Prisoners
At Wyoming Territorial Prison

In the thirty years prisoners were incarcerated at the Wyoming Territorial Prison, they were a good representitive cross-section of the American West. They came from all corners of the U.S.from Europe, Canada, Mexico, and China. Among them were Native Amercans, African Americans, and a variety of European ethnicities. They were Protestants, Catholics, Jews, Mormons and atheists. Though a few were well educated, most had little, if any, education. Their crimes ranged from shop lifting to murder, though the greatest number were guilty of cattle or horse rustling. Sentences were from one year to life. Prisoners attributed their lawless ways to avarice, intemperance, wantoness, ignorance, gambling, association with prostitutes, and general depravity.

Once in the prison, their lives were difficult, though not without small pleasures. Prisoners would would rise at 5:30 or or 6:00 a.m; clean their cells; have a breakfast of hash or stew; work for five hours (when season permitted and work was available); take a midday meal of roasted or boiled meats, fresh baked breads, and vegetables, if available; return to work for another five hours; and end their day with a dinner of simpler fare. They had to observe a strict code of silence except when working outside. Tobacco, for either smoking or chewing, was distributed each week and the prisoners were permitted to partake of it in their cells.

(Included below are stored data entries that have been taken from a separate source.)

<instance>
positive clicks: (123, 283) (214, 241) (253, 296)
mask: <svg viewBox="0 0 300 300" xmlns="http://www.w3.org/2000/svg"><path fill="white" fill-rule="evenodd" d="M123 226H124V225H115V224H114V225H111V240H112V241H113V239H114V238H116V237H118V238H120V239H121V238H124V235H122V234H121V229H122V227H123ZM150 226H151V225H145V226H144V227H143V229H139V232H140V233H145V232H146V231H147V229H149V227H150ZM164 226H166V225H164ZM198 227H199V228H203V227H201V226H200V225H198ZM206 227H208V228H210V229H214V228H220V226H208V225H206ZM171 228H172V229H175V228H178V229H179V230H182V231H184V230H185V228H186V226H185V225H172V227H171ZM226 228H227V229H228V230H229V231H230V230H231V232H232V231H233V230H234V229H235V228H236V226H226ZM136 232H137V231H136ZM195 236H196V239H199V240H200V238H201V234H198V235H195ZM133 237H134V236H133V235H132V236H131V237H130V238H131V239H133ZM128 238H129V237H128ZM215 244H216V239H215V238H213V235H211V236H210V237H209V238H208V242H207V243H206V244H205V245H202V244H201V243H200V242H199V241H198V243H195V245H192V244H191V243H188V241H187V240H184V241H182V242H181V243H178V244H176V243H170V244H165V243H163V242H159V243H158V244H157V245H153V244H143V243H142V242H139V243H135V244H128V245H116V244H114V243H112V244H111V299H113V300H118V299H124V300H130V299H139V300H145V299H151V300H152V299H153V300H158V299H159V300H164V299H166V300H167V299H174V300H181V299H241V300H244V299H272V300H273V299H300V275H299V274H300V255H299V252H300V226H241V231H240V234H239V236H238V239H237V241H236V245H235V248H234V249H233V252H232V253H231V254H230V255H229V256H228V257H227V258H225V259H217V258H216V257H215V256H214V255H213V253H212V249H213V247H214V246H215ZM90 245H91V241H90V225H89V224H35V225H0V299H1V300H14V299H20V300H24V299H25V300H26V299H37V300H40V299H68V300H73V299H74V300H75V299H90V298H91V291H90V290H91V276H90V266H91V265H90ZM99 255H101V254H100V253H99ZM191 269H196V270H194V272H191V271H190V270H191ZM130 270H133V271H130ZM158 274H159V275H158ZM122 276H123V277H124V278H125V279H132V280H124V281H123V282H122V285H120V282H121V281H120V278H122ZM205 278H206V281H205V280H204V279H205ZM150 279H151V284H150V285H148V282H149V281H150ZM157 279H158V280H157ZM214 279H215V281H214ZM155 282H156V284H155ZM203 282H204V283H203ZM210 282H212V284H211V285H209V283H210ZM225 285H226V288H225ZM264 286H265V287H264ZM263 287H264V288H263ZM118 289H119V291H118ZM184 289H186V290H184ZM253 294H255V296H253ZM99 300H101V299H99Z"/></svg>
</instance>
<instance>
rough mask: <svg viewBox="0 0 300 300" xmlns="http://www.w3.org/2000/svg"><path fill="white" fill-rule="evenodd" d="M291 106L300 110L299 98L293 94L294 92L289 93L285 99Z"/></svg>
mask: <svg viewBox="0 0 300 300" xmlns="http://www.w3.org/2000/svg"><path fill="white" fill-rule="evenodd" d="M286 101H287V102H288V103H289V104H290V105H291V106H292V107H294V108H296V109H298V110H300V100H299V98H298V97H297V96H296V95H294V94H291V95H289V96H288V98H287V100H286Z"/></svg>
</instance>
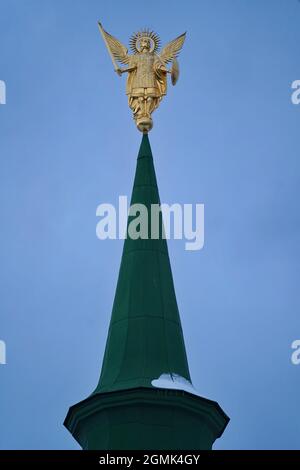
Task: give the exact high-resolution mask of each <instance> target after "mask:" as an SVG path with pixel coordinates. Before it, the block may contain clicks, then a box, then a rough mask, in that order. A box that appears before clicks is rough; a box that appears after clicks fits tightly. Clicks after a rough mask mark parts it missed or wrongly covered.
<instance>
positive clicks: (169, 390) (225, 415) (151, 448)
mask: <svg viewBox="0 0 300 470" xmlns="http://www.w3.org/2000/svg"><path fill="white" fill-rule="evenodd" d="M228 421H229V418H228V417H227V416H226V414H225V413H224V412H223V411H222V409H221V408H220V406H219V405H218V403H216V402H214V401H211V400H207V399H205V398H202V397H198V396H196V395H192V394H190V393H187V392H184V391H181V390H168V389H153V390H151V389H147V388H140V389H132V390H123V391H122V392H112V393H103V394H97V395H92V396H91V397H90V398H87V399H86V400H84V401H82V402H80V403H78V404H77V405H74V406H72V407H71V408H70V410H69V413H68V415H67V417H66V420H65V423H64V424H65V426H66V427H67V429H68V430H69V431H70V432H71V434H72V435H73V437H74V438H75V439H76V440H77V442H78V443H79V444H80V446H81V447H82V448H83V449H85V450H101V449H104V450H115V449H117V450H151V449H153V450H154V449H155V450H166V449H169V450H178V449H180V450H184V449H189V450H204V449H211V448H212V445H213V443H214V441H215V440H216V439H217V438H218V437H220V436H221V434H222V433H223V430H224V429H225V427H226V425H227V423H228Z"/></svg>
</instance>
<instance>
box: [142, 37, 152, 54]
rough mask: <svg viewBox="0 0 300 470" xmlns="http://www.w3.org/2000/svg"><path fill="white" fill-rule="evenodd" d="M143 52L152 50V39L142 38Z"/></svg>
mask: <svg viewBox="0 0 300 470" xmlns="http://www.w3.org/2000/svg"><path fill="white" fill-rule="evenodd" d="M140 48H141V52H149V51H150V49H151V43H150V39H148V38H142V39H141V41H140Z"/></svg>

Forever promoting prisoner uplift, Laramie citizens collected books and magazines for a prison library that at one time held some 1,200 volumes. Likewise, community ministers held weekly services, and university faculty gave periodic instructive lectures to guide prisoners back to the right path. Baths were taken weekly, more often in warm weather. Uniforms were routinely laundered. Those who exhibited notably good behavior were granted up to five days off their sentence for each of the calendar months in which they qualified.

Common punishments consisted of living in total darkness; loss of tobacco or library privileges; bread and water diets; and forfeiture of good time or time off. In more extreme cases, a prisoner might be manacled to his cell door; and hung by both hands from the ceiling of the cell for two to four hours; placed in the solitary cell or “dungeon”, or subjected to a high pressure water dousing for up to fifteen minutes at a time.

This was unusual, though as it was the intention of the prison administration to reform the prisoners, to have them “go out from here better, both morally and physically”. And so with a good serviceable suit of clothes to the value of $15 and a cash gratuity of $5 they went forth to rejoin productive society.